B / Au-delà de ces éléments de contexte, plusieurs impératifs ont été à l’origine de la mission :

- Le PLF pour 2008 a prévu l’actualisation de la liste des ZUS tous les 5 ans. La première actualisation doit intervenir en 2009 (ce sera la première fois depuis leur création dans les années 90) ;
- Les CUCS vont prendre fin en 2010 (ils devaient initialement prendre fin en 2009).

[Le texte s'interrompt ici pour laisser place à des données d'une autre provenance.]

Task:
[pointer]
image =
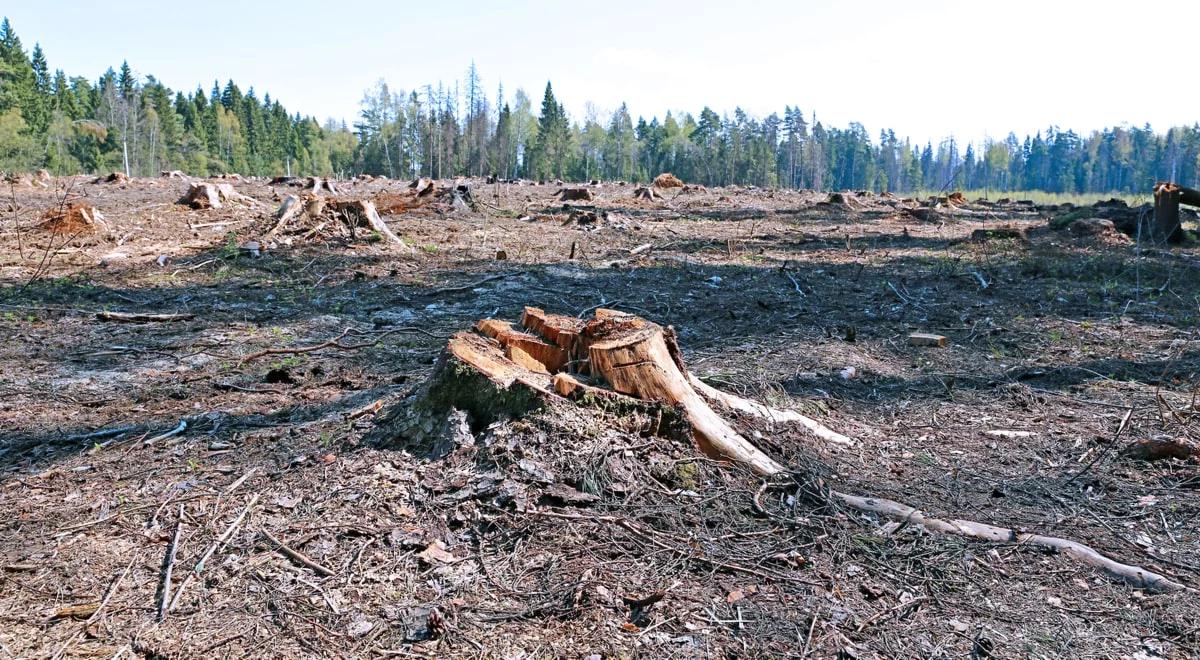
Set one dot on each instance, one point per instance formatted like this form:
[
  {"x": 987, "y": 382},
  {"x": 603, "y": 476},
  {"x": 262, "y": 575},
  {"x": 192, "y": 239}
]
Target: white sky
[{"x": 927, "y": 69}]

Il était donc nécessaire de réfléchir à l’étape suivante ;
- Un processus de concertation a été lancé sur la géographie prioritaire (sortie d’un Livre vert au printemps 2009).

C/ Dans ce contexte, l’objet de la mission était double :

- réfléchir à la future géographie prioritaire de la politique de la ville et à la méthode permettant de retenir les territoires de cette nouvelle géographie;
- plus largement, réfléchir aux nouvelles modalités d’intervention de la politique de la ville (contractualisation).

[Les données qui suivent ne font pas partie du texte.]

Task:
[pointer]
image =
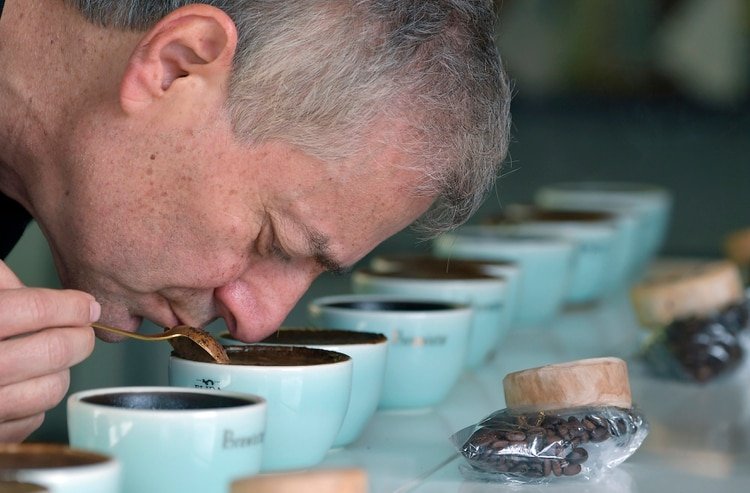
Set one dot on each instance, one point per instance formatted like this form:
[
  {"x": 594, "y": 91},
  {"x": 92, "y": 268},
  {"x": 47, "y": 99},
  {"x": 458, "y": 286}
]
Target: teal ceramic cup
[
  {"x": 307, "y": 391},
  {"x": 647, "y": 204},
  {"x": 485, "y": 293},
  {"x": 427, "y": 342},
  {"x": 58, "y": 468},
  {"x": 595, "y": 238},
  {"x": 507, "y": 270},
  {"x": 368, "y": 351},
  {"x": 544, "y": 261},
  {"x": 205, "y": 438}
]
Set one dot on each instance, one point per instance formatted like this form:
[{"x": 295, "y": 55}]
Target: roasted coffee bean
[
  {"x": 702, "y": 348},
  {"x": 571, "y": 470},
  {"x": 516, "y": 436},
  {"x": 599, "y": 435},
  {"x": 550, "y": 444},
  {"x": 577, "y": 456}
]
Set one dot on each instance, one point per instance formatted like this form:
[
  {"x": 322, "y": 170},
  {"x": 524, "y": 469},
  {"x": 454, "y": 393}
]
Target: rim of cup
[
  {"x": 225, "y": 400},
  {"x": 484, "y": 235},
  {"x": 370, "y": 302},
  {"x": 262, "y": 358},
  {"x": 317, "y": 336}
]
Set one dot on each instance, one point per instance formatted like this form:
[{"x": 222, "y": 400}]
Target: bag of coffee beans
[
  {"x": 697, "y": 314},
  {"x": 569, "y": 419}
]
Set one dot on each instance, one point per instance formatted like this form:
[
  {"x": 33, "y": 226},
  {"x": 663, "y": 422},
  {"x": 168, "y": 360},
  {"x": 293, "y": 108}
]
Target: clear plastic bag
[
  {"x": 537, "y": 447},
  {"x": 699, "y": 349}
]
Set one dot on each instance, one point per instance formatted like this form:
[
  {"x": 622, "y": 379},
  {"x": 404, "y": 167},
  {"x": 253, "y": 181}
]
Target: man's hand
[{"x": 43, "y": 332}]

2°) Organisation des travaux de la mission.

A/ Pour mener à bien ses travaux la mission a auditionné de nombreux interlocuteurs :

- plusieurs membres du gouvernement ;
- des parlementaires (de toutes tendances politiques) ;
- de nombreux élus locaux : maires de villes de tailles diverses, associations d’élus (AMF, FMVM, Ville et banlieue…), présidents de conseil général (ADF) ;
- des acteurs de la politique de la ville (CNV, IRDSU, Amadeus, USH…) ;
- les représentants des administrations concernées par le sujet (ministère du travail en charge de la ville, ministère de l’intérieur, de l’outre-mer et des collectivités territoriales, ministère du budget…).

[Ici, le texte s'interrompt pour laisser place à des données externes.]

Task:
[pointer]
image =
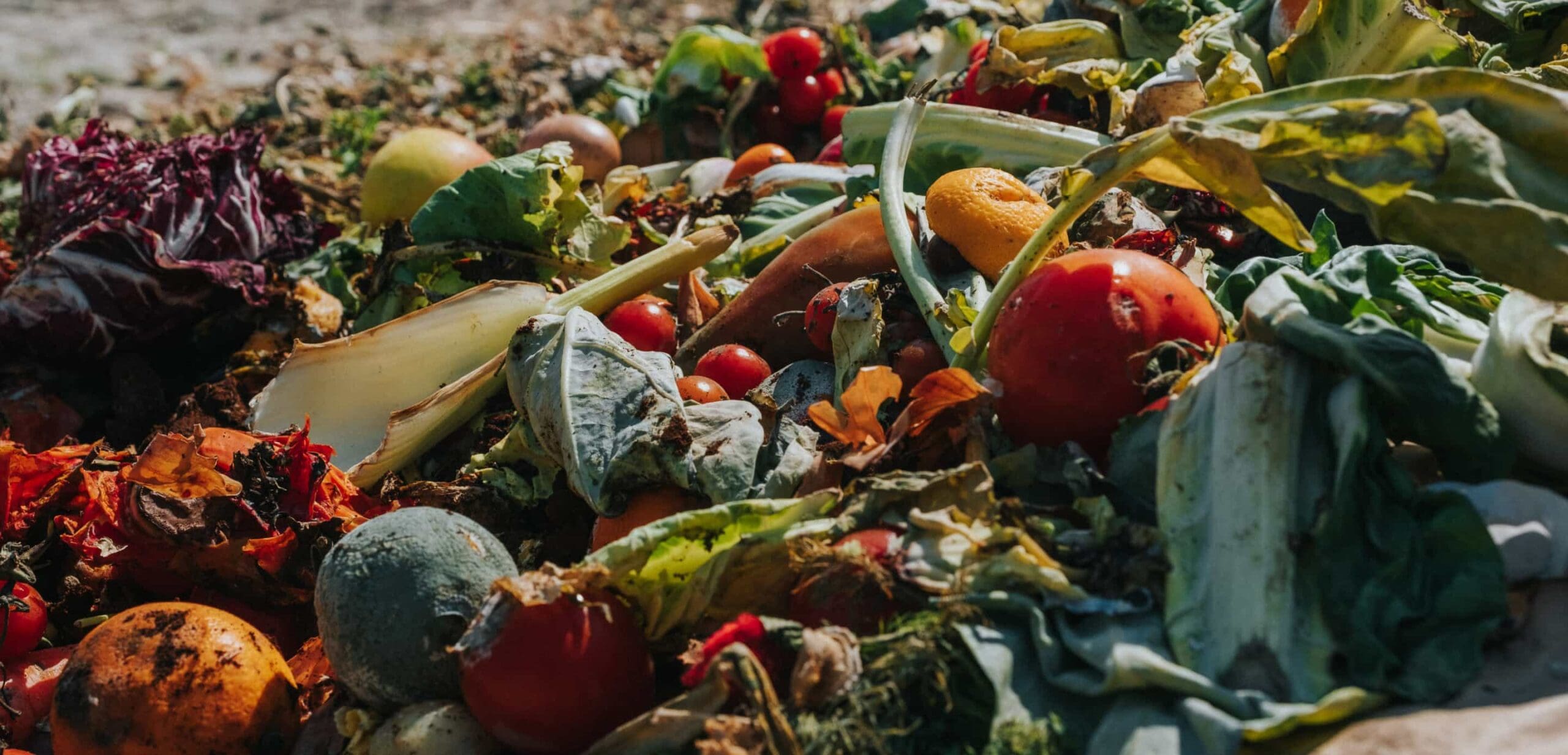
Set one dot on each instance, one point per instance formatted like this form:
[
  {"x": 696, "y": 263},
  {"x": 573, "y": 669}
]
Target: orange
[
  {"x": 175, "y": 678},
  {"x": 985, "y": 214}
]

B/ Elle s’est appuyée sur les contributions remises par les différents acteurs de la politique de la ville à l’occasion de la sortie du Livre vert ainsi que sur des contributions spontanées ;

C/ Elle a bénéficié de l’appui de deux inspections interministérielles (IGAS et IGA).

3°) Principaux constats de la mission.

A/ La politique de la ville est devenue illisible :

- la superposition de dispositifs progressivement mis en place (ZUS, ZRU, ZFU, CUCS…) nuit à la compréhension de cette politique et en rend difficile le pilotage et l’évaluation.

- il en résulte des difficultés de coordination (insuffisante articulation des outils, par exemple entre les CUCS et l’accompagnement social des opérations ANRU) et une dispersion des moyens, par exemple entre les crédits budgétaires de l’Acsé (Agence nationale pour la cohésion sociale et l’égalité des chances) et les dépenses fiscales attachées à certains zonages.

B/ En particulier, la logique de zonage n’a désormais plus de sens :
- elle nuit au partenariat local et à la responsabilisation des acteurs ;-- elle est responsable de nombreuses incohérences/injustices/inégalités (exemple de nombreux cas dans lesquels un côté de la rue est  éligible mais pas l’autre, en matière de réussite éducative par exemple)  
- elle  est trop rigide et n’offre pas la souplesse dont il faudrait pourtant pouvoir disposer pour agir efficacement et adapter régulièrement les politiques au regard des résultats obtenus 
- elle est vécue comme discriminatoire, voire stigmatisante, par les populations et les territoires concernés ;
- l’intervention par zonage est responsable d’effets de fixation ;
- surtout, il résulte de tout cela que l’efficacité du zonage n’est pas établie : les résultats obtenus n’ont jamais été  à la hauteur des espérances (Cf. en particulier les études de l’ONZUS sur l’emploi) : aucun territoire « prioritaire » n’est jamais sorti de son zonage.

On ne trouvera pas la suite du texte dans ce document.